At the point of proposal, we are beyond simply building trust. At this point it’s about removing imagined concerns and roadblocks that could keep them on the fence “reviewing options” indefinitely, and get them to sign the contract in good conscience—and stay confident in their decision!
I mentioned the nay-sayers, and the risk of outside influencers tainting the relationship after a contract. That’s one more area where it can help having visual representation of those organizations on the proposal along with supporting documentation. Or list your manufacturer’s logo and status on a welcome email. Better yet, forward them an email from the manufacturer congratulating them on their purchase. Having a professional proposal, with all of those logos at the bottom that you can physically hand off and say, “Here, look at all these awards and certifications” is sometime all that’s needed for your clients to defend your professionalism. In the process, they will not only reinforce their own confidence in your abilities, but they just might win over another prospective client for you to meet with.

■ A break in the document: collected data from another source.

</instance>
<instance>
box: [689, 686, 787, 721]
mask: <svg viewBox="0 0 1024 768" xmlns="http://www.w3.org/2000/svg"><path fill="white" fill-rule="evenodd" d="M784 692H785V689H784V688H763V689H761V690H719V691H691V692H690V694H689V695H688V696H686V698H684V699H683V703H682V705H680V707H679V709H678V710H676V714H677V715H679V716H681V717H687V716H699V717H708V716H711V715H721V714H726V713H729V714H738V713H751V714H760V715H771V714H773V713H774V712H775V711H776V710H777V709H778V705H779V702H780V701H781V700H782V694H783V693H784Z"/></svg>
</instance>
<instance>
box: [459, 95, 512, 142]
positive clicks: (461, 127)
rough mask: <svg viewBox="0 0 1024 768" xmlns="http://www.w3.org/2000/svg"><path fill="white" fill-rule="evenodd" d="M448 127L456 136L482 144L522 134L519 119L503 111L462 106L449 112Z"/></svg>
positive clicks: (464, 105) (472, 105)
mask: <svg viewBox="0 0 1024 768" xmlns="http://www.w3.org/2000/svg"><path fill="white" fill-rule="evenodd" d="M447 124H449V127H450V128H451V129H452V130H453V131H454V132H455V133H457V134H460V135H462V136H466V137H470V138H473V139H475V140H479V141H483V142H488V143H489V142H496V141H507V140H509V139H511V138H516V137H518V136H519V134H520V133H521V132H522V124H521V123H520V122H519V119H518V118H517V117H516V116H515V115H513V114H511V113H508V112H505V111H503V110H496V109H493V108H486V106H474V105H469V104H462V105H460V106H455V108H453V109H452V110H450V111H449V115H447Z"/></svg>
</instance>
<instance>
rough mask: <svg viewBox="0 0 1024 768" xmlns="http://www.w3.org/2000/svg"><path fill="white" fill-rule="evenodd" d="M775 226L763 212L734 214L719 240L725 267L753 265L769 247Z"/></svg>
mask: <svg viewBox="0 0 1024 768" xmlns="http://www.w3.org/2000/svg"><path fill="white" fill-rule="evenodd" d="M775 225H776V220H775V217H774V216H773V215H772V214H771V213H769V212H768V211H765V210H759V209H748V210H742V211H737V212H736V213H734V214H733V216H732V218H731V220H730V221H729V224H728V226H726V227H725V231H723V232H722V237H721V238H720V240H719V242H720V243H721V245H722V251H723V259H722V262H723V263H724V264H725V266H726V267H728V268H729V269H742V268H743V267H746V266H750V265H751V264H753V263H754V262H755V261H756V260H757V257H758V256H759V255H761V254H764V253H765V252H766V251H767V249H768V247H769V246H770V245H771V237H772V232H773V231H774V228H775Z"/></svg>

Winter is the perfect time to sit down over a cut of freshly-roasted coffee and your three most recent completed project proposals, and give them an honest critique on a Saturday morning. Think back over those interactions—what stood out? Was there a time when they seemed hesitant, or that you might have bumbled an answer? Could you have sent an additional follow-up email (maybe you still can!) or something else to remind them of your unique skills and why you’re worth referring their friends to? Think again about the unique differences between these past clients, and how you might have been able to massage what you presented them to fit with their style, now that you have the benefit of a completed project and that interaction. Hindsight may be 20/20, but it only works if you use it!